The annual ASCE Construction Institute Student Days program and competition prides itself on creating real-world scenarios for its attendees.
The thing about the real world though? It can be pretty challenging.
“I’ve never looked at so many drawings of just highways,” laughed Alezandria Barreto Santos, a rising senior civil engineering student at the University of Nevada, Las Vegas, and a 2022 CI Student Days attendee. “But yeah, by nature, I’m a pretty competitive person, so I actually enjoy these types of challenges.”
All those highway drawings paid off for Barreto Santos, as her team, the “Construction Institute Builders,” earned first place in the heavy civil challenge, a centerpiece of the Student Days program.
“It was amazing to meet strangers and then actually work really well as a team,” Barreto Santos said. “We all have the same interests in civil engineering. So that made it really easy to talk to everyone, and we all had a common goal, obviously, with the competition.”
CI Student Days gathers students from all over the country – through an application process – for a four-and-a-half-day program, which included technical and career development sessions presented by members of CI Board and local industry members, an industry panel on career opportunities, speed networking, a team-building scavenger hunt and a technical post-construction tour – all setting up attendees to thrive when they return to school in the fall or enter the construction profession. This year’s event in Charleston, South Carolina, marked the first Student Days in person after two years as a virtual event.
This year’s heavy civil challenge gave the student teams a real-life highway widening project that the South Carolina Department of Transportation worked on. The student teams had to build out complete construction timelines and budgets and present their plans to a panel of judges that included some of the SC DOT engineers who worked on the real project.

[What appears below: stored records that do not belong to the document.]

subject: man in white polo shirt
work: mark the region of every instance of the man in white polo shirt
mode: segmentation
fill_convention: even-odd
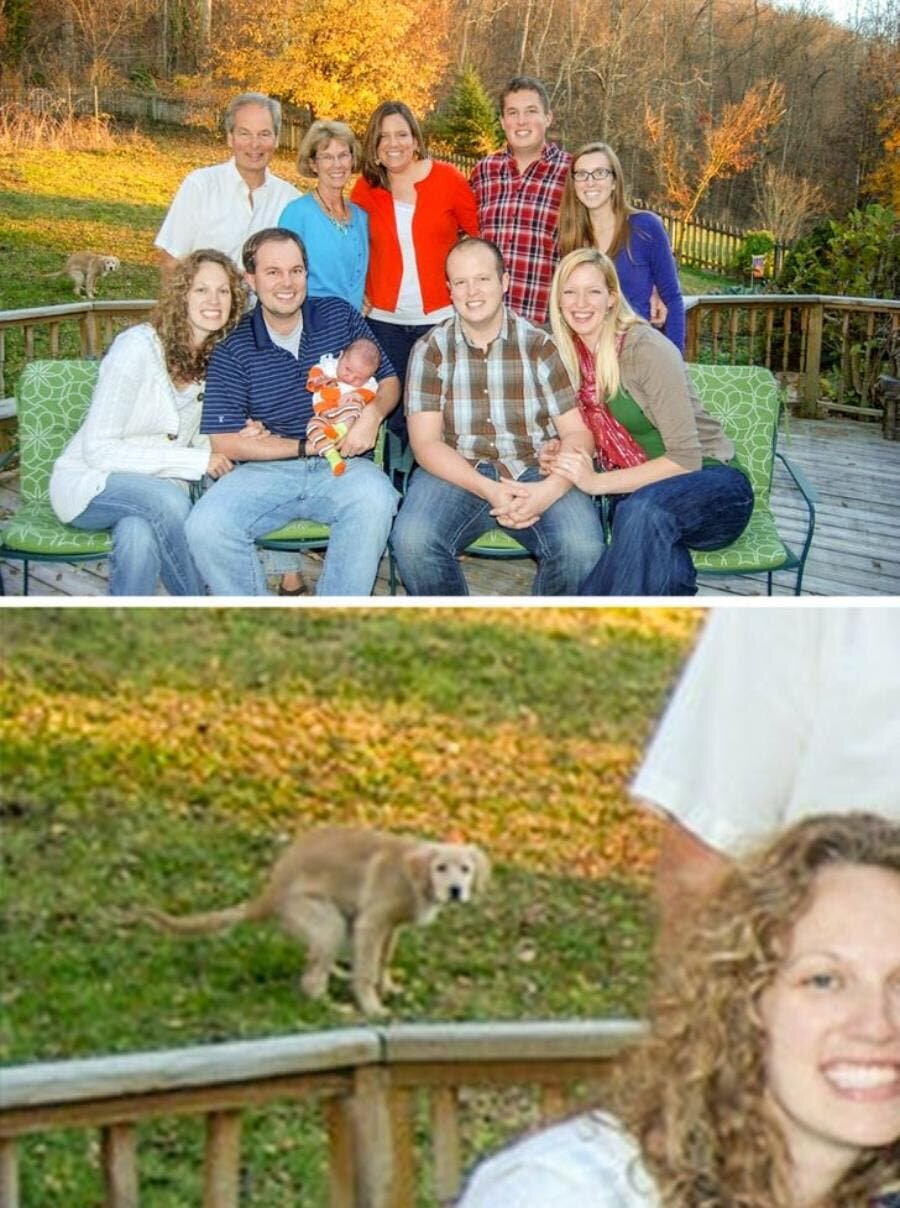
[[[236,96],[225,110],[225,137],[232,157],[197,168],[181,182],[156,236],[163,271],[179,256],[215,248],[241,268],[249,235],[278,225],[298,189],[269,171],[278,146],[281,105],[261,92]]]
[[[631,788],[665,821],[671,935],[733,858],[801,818],[900,822],[900,611],[711,609]]]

“It’s kind of a logistics nightmare because you still have to keep the flow of traffic during construction,” said Barreto Santos. “It’s also surrounded by wetlands, so there were some tricky environmental regulations that you had to abide by.”
The student teams are selected by six team captains who get a list of the attendees’ resumes in advance. So, unlike the ASCE Concrete Canoe Competition or the Student Steel Bridge Competition where the teams represent their schools and prepare for the events throughout the school year, the Student Days teams shake hands at the welcome reception and immediately start working together.
“When assembling the team, I was looking for team members with prior construction industry skills of proposal writing, estimating, takeoffs, safety, environmental, and scheduling experience,” said Andrew Rasas, a rising junior at Cal Poly San Luis Obispo and team captain of the winning Construction Institute Builders. “Every single member of our team had at least one such skill from either prior university classes, internships, or other construction-bidding competitions.
“After the competition, we were told that we had one of the most unified teams. There were many exhausting, sleepless nights while working on this project. However, during the nights when we worked until 3 in the morning, we were all present and no one went to bed early. The mindset of ‘we’re all in this together’ kept team morale high.”
The Student Days program also connects students with younger members, as most of the planning gets done by recent graduates and Student Days alumni.
One such alum is Nathan O’Donnell, a 2019 attendee who now works as a project engineer for the Weitz Company in West Palm Beach, Florida: “From an ASCE competition standpoint, the Student Days program is unique in that it’s run mostly by young professionals. I think that’s one of the highlights that the students really enjoy – they get to learn from people who have recently graduated.
“It’s definitely challenging, but we try to make it as fun as possible and as realistic as possible.”